Managing Costs and Maintaining Strong Financial Health-While the bank’s strategic investments in technology and expansion resulted in a 13.7% increase in operating costs to Ksh 17.7 billion, Absa improved its cost-to-income ratio to 37.8%, reflecting efficient management of resources. The return on equity (ROE) also rose to a commendable 25.4%, demonstrating the bank’s ability to generate value for shareholders.
Impairment charges increased by 19% to Ksh 8.0 billion, in line with balance sheet growth and a challenging operating environment. However, Absa emphasized that it continues to maintain a healthy portfolio quality and a strong coverage ratio to manage potential future credit losses.
The bank’s capital and liquidity ratios remain robust, with a total capital adequacy ratio of 19.4% and a liquidity reserve position of 38.1%, both comfortably above regulatory requirements.

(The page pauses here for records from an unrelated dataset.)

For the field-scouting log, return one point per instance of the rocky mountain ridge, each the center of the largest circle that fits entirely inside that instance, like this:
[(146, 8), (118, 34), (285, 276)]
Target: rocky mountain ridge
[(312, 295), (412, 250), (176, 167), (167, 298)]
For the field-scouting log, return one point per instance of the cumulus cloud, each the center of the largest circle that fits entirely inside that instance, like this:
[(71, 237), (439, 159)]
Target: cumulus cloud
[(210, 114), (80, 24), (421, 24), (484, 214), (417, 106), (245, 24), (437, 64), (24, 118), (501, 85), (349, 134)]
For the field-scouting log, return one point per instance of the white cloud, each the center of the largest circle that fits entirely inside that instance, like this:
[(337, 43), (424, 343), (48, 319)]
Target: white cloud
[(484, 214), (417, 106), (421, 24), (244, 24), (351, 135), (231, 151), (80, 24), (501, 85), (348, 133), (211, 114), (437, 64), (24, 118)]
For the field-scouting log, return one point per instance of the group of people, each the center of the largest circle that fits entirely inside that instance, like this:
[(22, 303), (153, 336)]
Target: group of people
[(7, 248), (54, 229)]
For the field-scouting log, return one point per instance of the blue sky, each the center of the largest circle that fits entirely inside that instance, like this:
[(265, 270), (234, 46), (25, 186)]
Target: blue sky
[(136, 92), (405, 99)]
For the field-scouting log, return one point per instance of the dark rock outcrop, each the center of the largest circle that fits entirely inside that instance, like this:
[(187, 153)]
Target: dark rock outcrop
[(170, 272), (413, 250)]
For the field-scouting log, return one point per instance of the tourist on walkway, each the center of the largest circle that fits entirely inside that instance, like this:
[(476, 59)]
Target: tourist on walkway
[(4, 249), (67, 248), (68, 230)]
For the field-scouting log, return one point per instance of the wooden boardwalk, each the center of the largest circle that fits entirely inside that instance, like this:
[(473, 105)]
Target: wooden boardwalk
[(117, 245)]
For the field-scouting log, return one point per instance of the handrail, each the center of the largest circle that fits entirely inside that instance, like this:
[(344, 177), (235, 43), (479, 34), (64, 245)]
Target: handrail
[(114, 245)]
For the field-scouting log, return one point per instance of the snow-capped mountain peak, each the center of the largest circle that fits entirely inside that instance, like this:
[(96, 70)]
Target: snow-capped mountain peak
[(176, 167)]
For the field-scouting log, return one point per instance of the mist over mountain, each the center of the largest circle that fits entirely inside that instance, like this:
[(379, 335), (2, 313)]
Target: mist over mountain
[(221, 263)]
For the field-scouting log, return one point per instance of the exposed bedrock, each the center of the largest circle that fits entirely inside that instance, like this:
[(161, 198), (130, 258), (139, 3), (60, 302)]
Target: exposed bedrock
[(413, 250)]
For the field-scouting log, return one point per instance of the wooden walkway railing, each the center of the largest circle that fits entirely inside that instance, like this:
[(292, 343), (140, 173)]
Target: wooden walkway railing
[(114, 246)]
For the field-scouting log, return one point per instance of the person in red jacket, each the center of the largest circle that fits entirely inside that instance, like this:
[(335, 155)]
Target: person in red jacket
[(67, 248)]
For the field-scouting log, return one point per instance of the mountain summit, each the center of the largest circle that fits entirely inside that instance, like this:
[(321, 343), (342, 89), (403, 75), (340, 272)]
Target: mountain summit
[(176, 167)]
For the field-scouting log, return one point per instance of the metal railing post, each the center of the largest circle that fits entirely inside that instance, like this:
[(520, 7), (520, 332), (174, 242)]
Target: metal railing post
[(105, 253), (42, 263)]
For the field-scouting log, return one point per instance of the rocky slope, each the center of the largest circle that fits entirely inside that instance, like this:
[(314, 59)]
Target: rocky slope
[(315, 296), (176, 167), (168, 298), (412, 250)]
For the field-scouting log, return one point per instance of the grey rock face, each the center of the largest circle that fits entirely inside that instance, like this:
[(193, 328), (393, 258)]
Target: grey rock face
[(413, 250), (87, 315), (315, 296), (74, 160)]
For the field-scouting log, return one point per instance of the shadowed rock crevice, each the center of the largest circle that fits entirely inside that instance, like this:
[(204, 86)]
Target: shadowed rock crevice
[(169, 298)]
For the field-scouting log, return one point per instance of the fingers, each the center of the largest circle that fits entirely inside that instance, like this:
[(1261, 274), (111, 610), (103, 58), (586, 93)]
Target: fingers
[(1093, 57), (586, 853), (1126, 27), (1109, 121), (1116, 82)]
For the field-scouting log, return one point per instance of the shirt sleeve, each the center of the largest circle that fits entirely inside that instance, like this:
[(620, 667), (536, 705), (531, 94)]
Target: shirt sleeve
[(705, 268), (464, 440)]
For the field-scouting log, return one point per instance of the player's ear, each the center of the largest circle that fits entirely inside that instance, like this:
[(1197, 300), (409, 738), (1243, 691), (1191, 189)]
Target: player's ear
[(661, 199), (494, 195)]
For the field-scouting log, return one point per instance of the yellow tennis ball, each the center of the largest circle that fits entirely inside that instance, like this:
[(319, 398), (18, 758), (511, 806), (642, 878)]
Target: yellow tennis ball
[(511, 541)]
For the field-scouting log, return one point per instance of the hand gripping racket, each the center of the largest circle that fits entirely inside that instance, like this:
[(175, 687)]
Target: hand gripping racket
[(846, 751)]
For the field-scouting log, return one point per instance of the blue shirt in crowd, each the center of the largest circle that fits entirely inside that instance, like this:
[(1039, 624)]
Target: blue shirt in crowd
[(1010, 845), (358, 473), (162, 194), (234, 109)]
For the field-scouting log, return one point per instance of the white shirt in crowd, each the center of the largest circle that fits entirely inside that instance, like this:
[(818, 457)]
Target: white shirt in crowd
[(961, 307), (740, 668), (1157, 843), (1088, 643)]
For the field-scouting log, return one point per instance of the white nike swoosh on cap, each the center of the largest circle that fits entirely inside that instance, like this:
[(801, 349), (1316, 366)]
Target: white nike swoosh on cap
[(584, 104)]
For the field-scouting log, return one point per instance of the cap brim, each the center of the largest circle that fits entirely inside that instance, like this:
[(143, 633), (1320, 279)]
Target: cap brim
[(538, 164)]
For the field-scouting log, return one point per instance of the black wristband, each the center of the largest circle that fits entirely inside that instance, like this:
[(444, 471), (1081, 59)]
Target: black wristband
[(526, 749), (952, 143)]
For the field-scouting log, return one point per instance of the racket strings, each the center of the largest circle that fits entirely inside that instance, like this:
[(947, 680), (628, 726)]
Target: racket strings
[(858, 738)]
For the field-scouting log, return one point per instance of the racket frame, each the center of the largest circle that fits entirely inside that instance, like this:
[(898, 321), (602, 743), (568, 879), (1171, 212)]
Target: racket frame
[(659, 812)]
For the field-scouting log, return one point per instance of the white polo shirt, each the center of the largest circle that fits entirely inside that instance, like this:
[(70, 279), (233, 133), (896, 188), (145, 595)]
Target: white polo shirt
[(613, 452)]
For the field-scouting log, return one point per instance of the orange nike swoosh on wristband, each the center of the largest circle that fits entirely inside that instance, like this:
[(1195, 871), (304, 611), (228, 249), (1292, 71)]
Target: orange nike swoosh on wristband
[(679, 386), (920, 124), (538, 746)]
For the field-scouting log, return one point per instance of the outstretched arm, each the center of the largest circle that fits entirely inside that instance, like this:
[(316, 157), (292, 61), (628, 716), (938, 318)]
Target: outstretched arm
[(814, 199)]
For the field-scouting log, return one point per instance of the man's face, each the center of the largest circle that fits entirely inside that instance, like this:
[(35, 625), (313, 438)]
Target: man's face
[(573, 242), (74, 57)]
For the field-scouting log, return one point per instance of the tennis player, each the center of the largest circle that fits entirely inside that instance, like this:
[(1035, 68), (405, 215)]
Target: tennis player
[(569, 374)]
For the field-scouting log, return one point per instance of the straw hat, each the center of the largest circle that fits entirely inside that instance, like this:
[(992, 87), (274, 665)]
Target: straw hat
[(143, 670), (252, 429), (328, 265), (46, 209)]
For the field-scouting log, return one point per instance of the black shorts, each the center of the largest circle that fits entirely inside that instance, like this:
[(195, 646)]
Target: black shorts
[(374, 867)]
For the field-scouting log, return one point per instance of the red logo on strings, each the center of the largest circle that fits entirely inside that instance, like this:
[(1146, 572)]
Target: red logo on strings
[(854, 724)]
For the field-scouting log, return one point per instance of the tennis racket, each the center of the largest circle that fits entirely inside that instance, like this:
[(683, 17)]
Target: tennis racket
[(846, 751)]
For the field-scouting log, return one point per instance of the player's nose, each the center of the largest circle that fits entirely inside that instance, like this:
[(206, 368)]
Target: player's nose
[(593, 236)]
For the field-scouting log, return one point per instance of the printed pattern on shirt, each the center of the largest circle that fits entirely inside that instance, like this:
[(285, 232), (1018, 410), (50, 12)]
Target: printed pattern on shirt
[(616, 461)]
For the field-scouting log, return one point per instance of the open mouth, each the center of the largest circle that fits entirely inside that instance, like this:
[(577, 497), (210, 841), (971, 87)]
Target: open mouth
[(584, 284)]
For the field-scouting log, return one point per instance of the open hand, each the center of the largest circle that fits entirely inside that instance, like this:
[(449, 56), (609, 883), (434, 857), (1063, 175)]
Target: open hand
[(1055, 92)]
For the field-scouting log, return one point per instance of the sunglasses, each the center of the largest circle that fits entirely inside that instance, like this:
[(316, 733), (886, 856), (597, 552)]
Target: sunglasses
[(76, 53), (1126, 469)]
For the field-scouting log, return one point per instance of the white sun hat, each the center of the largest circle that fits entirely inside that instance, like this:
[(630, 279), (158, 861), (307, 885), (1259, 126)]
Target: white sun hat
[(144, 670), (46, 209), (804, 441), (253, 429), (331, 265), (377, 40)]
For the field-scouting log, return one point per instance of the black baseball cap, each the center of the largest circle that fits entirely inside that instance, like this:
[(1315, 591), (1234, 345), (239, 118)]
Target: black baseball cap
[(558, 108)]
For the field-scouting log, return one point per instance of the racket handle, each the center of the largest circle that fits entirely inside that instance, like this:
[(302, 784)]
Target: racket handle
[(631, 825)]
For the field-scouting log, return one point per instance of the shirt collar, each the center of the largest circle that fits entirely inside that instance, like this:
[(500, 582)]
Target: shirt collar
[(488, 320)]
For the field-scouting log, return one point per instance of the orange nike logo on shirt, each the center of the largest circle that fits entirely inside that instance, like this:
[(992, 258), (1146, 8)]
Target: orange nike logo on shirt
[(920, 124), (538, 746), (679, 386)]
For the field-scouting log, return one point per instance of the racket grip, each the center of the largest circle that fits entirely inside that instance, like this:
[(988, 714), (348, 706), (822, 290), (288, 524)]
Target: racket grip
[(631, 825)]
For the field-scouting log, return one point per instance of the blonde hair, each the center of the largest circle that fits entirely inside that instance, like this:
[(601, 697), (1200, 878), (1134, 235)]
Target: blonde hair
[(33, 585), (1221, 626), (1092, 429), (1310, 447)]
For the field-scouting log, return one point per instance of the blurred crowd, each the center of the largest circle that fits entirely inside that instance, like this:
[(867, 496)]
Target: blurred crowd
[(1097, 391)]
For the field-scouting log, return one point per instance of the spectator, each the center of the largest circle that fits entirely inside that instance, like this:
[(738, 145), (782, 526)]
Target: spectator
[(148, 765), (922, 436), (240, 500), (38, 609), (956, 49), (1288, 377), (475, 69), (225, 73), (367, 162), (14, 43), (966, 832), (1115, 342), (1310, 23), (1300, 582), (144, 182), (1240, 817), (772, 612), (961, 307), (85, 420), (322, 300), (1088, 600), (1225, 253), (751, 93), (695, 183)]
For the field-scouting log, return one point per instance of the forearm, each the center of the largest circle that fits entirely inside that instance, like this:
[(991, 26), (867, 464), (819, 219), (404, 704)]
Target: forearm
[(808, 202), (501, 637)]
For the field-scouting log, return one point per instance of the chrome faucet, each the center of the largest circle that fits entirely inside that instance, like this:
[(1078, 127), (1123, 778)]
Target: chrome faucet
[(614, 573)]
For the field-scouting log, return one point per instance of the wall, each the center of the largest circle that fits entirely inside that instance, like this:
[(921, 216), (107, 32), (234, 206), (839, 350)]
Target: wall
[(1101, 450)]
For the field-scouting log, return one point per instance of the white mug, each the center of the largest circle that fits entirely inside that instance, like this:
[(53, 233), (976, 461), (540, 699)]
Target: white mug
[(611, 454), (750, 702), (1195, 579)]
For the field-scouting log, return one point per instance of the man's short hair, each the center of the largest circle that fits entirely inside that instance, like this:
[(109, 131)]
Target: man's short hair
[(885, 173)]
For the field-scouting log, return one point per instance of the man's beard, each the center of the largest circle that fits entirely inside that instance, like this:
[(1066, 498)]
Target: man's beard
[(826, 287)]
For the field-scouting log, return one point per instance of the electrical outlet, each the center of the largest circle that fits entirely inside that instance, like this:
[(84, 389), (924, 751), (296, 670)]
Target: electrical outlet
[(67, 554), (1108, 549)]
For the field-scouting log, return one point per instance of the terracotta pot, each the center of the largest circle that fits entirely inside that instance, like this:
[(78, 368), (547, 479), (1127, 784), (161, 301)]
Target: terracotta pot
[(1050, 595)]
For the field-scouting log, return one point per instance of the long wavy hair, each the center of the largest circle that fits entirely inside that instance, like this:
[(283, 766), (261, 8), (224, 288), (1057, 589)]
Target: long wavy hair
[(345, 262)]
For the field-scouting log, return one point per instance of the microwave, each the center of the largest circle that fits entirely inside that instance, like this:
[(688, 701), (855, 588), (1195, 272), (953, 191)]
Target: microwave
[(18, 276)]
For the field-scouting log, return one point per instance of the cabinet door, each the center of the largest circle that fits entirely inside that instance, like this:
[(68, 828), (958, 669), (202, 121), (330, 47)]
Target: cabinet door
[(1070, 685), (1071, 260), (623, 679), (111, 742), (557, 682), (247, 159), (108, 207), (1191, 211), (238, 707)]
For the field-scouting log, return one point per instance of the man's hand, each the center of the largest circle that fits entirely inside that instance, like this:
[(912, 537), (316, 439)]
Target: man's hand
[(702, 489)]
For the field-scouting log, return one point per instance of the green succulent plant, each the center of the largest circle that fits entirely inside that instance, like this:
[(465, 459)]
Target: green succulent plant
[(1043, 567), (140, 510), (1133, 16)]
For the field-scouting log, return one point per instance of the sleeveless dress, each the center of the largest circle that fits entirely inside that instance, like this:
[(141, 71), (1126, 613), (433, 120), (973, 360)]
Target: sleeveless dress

Looking Ahead: Confidence in Continued Growth-Mr. Mohamed concluded, “This strong outcome demonstrates the effectiveness of the Bank’s growth strategy and its dedication to providing both financial and non-financial solutions that address the diverse needs of individuals, businesses, and communities. As we look ahead, we are confident that with prudent management, we can leverage these opportunities and continue to support our customers and stakeholders’ ambitions, consequently driving our growth.”
With a solid foundation, strategic focus, and a commitment to innovation and sustainability, Absa Bank Kenya is poised for continued success in the coming quarters, further cementing its position as one of the country’s leading financial institutions.